D’emblée, s’imaginer un mélange entre EDM hypertendu, sonorités instrumentales nouvelles et influences traditionnelles sud-est asiatiques ne relève pas de l’intuition, le duo indonésien Raja Kirik étudie néanmoins la question, habilement d’ailleurs, sur son dernier opus Phantasmagoria of Jathilan.
La scène de musique expérimentale javanaise regorge de talents insoupçonnés. Particulièrement, la ville de Yogyakarta a produit de nombreux artistes fort originaux au fil du temps. L’artiste électronique Yennu Ariendra ainsi que le facteur d’instruments inventés Johanes Santoso Pribadi sont des figures montantes de ce milieu culturel unique. Ensemble, ils créent une musique survoltée où se mélangent les connotations les plus anciennes aux sonorités numériques les plus récentes. Sur une trame presque toujours tapissée d’une pulsation rapide, les sons étranges des instruments de Pribadi, faits à partir de matières recyclées, martèlent et enrichissent le rythme.
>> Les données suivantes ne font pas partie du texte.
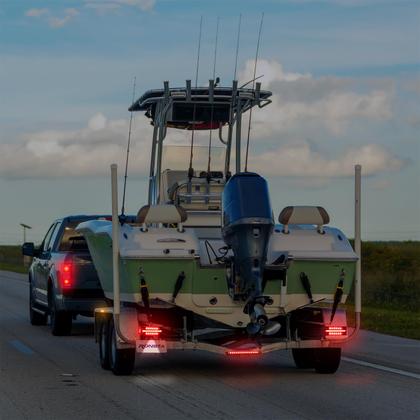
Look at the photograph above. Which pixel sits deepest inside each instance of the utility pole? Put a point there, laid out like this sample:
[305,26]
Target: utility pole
[24,226]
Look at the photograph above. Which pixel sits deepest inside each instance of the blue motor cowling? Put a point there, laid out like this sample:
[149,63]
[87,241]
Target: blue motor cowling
[247,225]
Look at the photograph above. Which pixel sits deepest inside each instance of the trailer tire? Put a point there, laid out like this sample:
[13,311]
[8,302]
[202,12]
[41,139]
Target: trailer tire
[327,360]
[103,342]
[35,317]
[121,360]
[304,358]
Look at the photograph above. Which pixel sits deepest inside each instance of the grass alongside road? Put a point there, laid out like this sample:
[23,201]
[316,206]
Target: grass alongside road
[11,259]
[391,285]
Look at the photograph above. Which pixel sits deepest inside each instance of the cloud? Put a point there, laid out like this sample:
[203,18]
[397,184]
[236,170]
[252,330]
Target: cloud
[69,14]
[302,101]
[37,12]
[76,153]
[54,21]
[103,7]
[301,160]
[90,150]
[299,100]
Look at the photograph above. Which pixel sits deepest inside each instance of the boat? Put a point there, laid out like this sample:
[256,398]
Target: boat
[207,260]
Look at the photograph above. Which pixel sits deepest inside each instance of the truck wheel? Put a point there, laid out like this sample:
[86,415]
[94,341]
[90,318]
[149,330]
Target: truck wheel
[327,360]
[121,360]
[35,317]
[304,358]
[104,345]
[60,321]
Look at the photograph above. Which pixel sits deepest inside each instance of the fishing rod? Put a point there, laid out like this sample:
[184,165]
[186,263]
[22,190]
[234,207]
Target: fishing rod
[232,105]
[128,149]
[190,169]
[253,86]
[212,105]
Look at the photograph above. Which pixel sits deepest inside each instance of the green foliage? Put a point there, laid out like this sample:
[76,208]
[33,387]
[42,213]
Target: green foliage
[391,275]
[11,259]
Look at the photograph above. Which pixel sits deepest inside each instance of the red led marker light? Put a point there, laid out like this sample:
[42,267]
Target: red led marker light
[242,352]
[335,331]
[151,331]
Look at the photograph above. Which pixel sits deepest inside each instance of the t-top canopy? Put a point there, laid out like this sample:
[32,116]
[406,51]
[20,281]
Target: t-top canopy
[201,107]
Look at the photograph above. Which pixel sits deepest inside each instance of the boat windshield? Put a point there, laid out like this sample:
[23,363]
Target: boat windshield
[178,158]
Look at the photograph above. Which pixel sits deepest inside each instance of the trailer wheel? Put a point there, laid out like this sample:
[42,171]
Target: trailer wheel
[327,360]
[304,358]
[104,345]
[35,317]
[121,360]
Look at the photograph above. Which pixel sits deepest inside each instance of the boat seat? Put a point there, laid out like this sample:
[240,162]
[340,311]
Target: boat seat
[304,215]
[161,213]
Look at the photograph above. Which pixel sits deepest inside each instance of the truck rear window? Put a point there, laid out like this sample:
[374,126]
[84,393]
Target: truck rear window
[72,241]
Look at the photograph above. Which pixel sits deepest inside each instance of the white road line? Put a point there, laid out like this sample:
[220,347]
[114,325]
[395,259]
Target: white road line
[383,368]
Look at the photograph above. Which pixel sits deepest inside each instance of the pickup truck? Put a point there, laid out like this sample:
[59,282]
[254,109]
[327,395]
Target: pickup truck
[62,278]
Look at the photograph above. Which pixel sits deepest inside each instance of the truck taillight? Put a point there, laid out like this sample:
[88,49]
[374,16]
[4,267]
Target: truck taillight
[335,331]
[66,274]
[150,331]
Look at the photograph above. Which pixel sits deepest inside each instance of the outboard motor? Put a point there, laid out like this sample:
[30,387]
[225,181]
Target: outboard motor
[246,228]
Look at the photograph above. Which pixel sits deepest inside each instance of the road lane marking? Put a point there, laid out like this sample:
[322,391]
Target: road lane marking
[18,345]
[381,367]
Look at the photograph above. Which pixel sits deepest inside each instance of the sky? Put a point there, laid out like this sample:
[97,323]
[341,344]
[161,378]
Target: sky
[345,77]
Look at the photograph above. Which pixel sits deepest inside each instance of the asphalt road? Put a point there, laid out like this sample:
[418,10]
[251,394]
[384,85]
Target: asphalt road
[46,377]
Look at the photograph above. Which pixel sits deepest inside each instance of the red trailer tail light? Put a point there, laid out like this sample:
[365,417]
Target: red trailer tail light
[248,352]
[335,331]
[150,331]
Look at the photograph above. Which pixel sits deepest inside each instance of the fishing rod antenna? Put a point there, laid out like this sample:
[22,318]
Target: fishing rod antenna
[212,85]
[128,149]
[190,169]
[253,85]
[237,46]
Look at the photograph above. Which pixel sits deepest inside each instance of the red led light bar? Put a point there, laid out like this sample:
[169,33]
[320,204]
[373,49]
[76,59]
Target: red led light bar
[335,331]
[243,352]
[150,331]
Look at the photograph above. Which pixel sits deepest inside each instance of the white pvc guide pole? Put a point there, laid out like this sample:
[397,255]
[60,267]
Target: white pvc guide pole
[115,239]
[357,240]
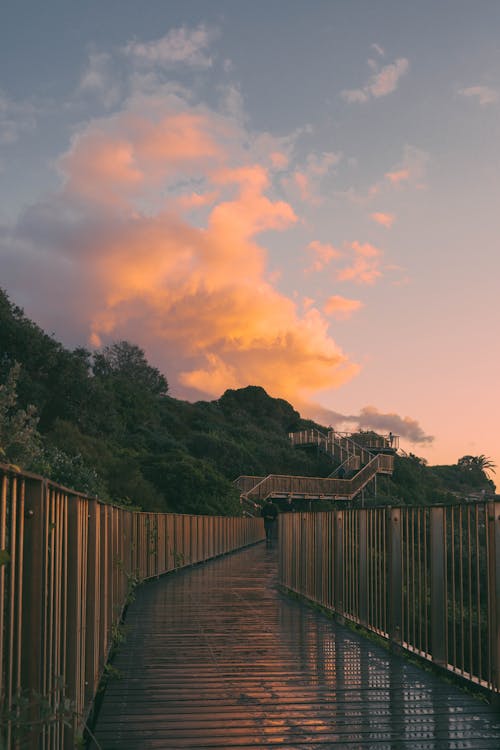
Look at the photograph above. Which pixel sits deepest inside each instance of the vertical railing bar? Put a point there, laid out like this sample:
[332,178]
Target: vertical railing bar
[19,587]
[419,543]
[478,593]
[469,591]
[461,584]
[453,586]
[11,594]
[426,580]
[3,545]
[438,587]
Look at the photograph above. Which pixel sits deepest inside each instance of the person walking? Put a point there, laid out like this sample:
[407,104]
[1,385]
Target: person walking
[269,513]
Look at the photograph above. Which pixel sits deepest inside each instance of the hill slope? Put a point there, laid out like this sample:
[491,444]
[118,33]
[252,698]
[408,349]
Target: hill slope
[103,422]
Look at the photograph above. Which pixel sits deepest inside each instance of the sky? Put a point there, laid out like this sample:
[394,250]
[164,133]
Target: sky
[297,194]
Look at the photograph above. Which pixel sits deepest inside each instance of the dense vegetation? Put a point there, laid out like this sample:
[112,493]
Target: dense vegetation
[103,422]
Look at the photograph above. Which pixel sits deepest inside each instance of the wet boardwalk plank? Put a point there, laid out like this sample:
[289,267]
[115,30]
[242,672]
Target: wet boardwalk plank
[216,657]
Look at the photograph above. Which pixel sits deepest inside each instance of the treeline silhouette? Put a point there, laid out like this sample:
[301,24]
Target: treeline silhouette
[103,422]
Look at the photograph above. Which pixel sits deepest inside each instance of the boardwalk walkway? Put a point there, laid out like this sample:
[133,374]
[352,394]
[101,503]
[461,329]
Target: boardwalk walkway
[216,657]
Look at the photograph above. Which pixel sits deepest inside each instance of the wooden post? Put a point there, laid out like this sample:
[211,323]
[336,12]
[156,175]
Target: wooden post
[395,584]
[494,594]
[438,611]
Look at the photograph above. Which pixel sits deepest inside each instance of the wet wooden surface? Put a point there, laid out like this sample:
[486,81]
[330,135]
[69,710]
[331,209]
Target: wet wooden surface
[216,657]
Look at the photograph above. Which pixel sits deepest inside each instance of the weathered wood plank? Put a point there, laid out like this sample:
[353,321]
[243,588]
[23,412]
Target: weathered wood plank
[216,657]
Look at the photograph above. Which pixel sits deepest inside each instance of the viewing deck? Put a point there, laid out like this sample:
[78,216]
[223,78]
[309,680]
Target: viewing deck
[216,657]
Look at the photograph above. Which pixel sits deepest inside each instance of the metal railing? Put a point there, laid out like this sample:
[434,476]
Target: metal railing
[425,578]
[68,565]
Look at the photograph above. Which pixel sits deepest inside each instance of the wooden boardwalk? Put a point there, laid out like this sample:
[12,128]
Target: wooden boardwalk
[216,657]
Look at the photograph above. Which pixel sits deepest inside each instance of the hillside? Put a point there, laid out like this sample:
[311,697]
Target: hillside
[103,422]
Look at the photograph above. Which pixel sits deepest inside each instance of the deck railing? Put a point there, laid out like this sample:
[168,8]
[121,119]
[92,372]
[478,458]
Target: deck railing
[68,566]
[426,578]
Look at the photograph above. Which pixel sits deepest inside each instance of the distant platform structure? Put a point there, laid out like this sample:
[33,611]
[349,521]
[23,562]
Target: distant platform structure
[359,458]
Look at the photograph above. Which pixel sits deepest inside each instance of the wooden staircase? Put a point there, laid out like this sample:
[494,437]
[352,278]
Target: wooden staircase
[352,457]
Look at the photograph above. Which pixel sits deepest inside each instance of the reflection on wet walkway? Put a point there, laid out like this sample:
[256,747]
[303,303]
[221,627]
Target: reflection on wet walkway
[216,657]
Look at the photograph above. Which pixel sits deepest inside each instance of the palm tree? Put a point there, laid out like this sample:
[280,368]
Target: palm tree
[479,463]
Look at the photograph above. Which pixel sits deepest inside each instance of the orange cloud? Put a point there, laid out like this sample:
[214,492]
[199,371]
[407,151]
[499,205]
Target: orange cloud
[198,297]
[400,175]
[340,307]
[279,160]
[385,220]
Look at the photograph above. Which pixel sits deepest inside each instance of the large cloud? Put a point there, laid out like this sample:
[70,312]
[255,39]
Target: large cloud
[370,418]
[153,237]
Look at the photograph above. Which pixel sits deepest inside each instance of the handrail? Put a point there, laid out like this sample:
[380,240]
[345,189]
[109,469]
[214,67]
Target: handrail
[320,486]
[68,566]
[425,578]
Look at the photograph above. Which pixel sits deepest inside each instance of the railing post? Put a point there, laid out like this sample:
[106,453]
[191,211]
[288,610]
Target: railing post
[338,595]
[363,566]
[395,583]
[494,593]
[93,605]
[438,611]
[32,597]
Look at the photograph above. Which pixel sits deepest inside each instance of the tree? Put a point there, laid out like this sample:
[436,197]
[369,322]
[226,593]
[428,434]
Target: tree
[128,361]
[20,441]
[477,464]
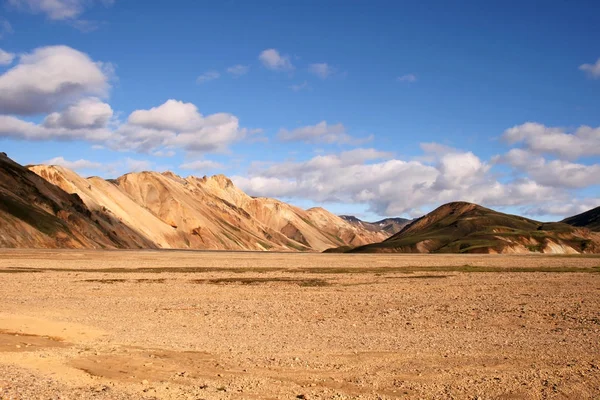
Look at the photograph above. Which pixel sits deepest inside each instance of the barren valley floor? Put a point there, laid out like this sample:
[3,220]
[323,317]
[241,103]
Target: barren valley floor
[220,325]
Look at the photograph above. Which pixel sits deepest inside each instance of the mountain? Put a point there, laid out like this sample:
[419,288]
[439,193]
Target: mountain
[589,219]
[388,225]
[462,227]
[36,213]
[163,210]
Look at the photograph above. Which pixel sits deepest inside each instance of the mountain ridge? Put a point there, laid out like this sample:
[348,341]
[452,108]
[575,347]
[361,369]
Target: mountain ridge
[390,225]
[204,213]
[462,227]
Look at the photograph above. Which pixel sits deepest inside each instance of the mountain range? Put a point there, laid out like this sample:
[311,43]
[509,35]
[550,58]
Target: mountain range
[461,227]
[49,206]
[389,225]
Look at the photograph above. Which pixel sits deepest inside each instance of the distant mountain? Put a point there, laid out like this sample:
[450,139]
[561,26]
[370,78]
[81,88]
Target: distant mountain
[589,219]
[388,225]
[462,227]
[50,206]
[36,213]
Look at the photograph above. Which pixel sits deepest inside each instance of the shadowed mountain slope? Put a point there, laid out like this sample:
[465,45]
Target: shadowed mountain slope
[36,213]
[589,219]
[388,225]
[167,211]
[462,227]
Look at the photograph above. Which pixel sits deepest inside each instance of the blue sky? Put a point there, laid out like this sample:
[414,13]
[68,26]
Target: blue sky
[377,108]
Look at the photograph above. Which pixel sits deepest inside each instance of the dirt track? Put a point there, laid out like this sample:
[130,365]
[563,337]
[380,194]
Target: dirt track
[191,325]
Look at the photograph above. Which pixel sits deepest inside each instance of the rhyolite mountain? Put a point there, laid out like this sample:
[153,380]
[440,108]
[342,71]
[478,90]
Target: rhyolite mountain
[389,225]
[462,227]
[49,206]
[589,219]
[37,213]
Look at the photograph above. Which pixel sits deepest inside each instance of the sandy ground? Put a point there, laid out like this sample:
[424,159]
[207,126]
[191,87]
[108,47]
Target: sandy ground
[216,325]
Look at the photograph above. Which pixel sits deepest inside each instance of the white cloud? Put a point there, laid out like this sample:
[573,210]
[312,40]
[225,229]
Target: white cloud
[300,86]
[172,115]
[56,9]
[6,58]
[592,70]
[49,78]
[178,124]
[201,165]
[271,59]
[87,113]
[320,133]
[393,186]
[540,139]
[322,70]
[409,78]
[555,173]
[238,70]
[208,76]
[5,28]
[15,128]
[74,165]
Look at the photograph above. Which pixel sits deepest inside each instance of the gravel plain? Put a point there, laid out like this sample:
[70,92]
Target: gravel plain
[238,325]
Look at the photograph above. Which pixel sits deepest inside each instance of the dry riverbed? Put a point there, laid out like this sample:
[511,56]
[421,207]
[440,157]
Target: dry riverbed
[220,325]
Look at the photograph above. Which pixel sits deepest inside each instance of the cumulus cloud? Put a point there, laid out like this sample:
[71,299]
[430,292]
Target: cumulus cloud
[271,59]
[178,124]
[15,128]
[6,58]
[201,165]
[300,86]
[322,70]
[49,78]
[86,113]
[56,9]
[74,165]
[5,28]
[393,186]
[238,70]
[409,78]
[555,173]
[208,76]
[540,139]
[320,133]
[592,70]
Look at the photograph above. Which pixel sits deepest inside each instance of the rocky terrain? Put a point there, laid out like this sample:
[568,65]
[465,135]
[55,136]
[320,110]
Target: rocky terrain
[36,213]
[47,206]
[462,227]
[589,219]
[81,324]
[389,225]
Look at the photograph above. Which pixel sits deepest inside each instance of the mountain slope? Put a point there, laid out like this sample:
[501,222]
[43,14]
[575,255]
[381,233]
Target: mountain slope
[388,225]
[589,219]
[223,216]
[469,228]
[35,213]
[169,211]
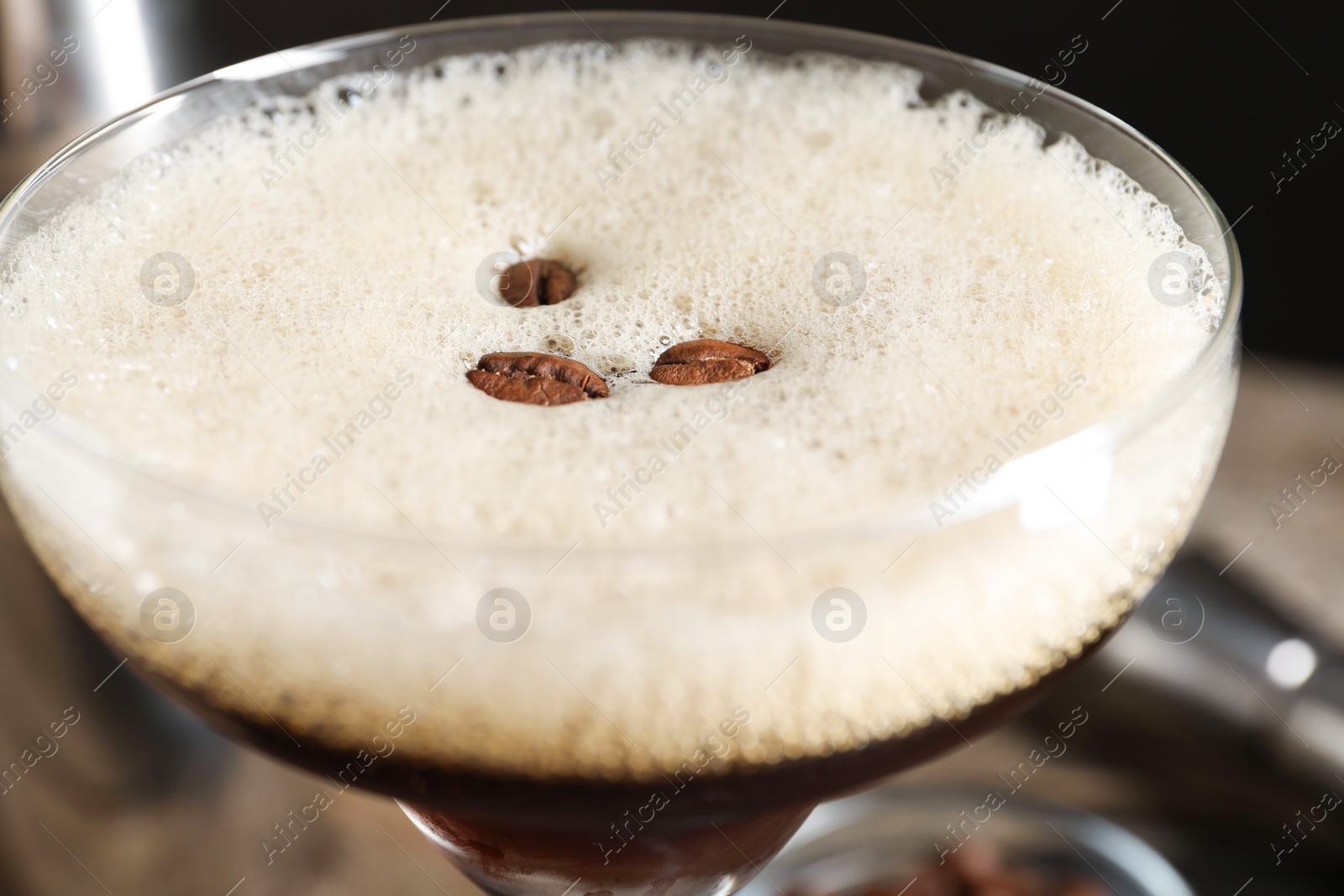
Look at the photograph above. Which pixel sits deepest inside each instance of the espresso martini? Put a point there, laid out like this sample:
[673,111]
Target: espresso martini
[286,333]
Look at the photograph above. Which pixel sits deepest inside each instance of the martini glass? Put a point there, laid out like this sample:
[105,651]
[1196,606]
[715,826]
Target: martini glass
[155,566]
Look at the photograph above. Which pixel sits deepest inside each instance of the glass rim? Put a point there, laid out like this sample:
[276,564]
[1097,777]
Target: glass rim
[1105,434]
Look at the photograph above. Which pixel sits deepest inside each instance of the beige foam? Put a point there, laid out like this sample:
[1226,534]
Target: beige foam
[316,288]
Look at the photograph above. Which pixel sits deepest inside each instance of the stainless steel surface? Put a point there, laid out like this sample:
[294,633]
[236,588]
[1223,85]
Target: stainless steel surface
[66,65]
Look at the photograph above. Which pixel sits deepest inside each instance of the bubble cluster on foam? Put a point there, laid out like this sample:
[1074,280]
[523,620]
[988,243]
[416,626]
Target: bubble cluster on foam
[323,275]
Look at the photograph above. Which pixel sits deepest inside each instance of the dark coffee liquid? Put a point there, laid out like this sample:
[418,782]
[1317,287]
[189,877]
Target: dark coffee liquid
[710,835]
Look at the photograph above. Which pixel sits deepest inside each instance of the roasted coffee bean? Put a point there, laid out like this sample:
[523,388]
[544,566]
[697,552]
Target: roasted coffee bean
[707,360]
[538,281]
[533,378]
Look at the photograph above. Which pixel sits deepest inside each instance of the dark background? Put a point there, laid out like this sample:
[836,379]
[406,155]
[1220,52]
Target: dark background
[1226,86]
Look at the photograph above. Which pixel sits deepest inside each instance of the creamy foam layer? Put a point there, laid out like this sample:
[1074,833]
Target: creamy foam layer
[335,253]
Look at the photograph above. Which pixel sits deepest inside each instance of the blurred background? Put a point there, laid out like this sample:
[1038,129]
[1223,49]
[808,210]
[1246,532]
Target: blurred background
[1215,718]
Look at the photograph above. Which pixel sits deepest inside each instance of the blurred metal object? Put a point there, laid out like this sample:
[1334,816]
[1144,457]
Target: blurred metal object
[885,837]
[66,65]
[1225,651]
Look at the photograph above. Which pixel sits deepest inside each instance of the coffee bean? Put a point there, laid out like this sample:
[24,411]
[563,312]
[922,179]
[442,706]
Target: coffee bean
[533,378]
[538,281]
[707,360]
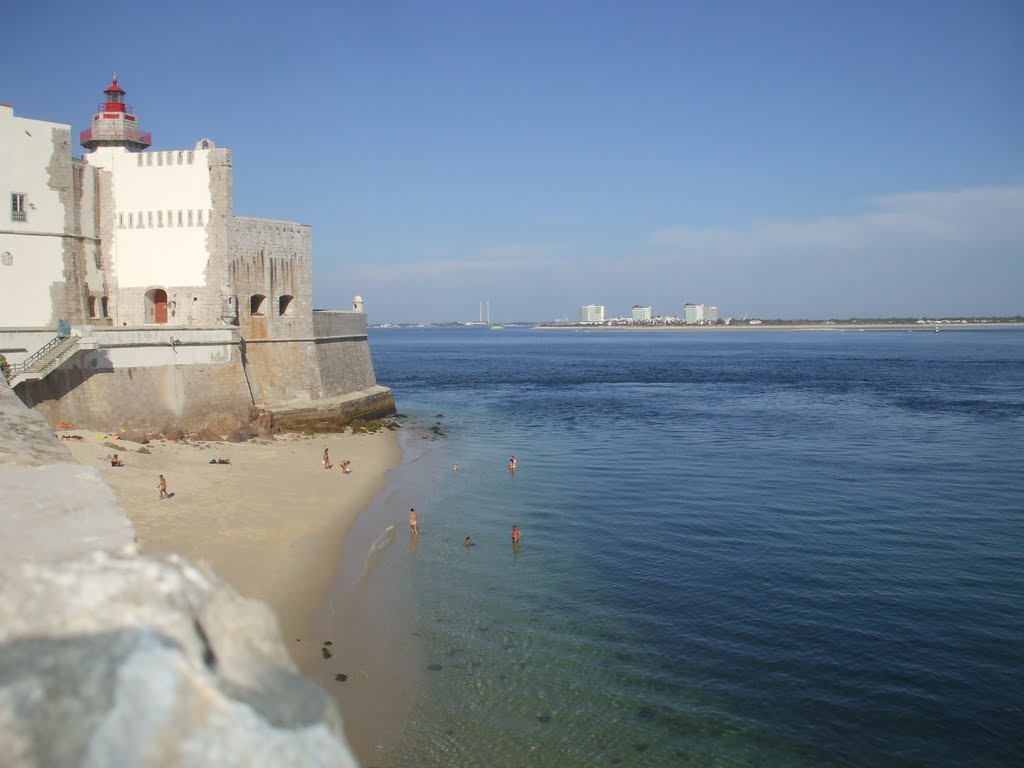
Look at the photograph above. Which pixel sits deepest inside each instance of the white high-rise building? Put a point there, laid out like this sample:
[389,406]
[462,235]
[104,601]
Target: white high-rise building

Les pièces, assez longues, se développent comme des rituels de transe laissant entendre de la voix, des échantillons variés et des explosions rythmiques à la drum’n’bass.
L’aspect ésotérique évoqué ici fait référence à l’influence assumée du Jathilan, une danse rituelle hindoue bouddhique jadis utilisée à Java pour se protéger des oppresseurs. Ce thème inspire la genèse même de Raja Kirik. Dans ce nouvel album, cette influence est d’autant plus affirmée qu’on y retrouve la voix envoûtante de Silir Wangi, dont le contour mélodique rappelle instantanément l’archipel indonésien. L’album a également été capté sur le vif, lors de performances avec le danseur Aria Dwianto où ce dernier incarnait une pléthore de personnages historiques et mythologiques. Si cet aspect se traduit mal en album, une proposition musicale hautement originale découle néanmoins de cet enregistrement.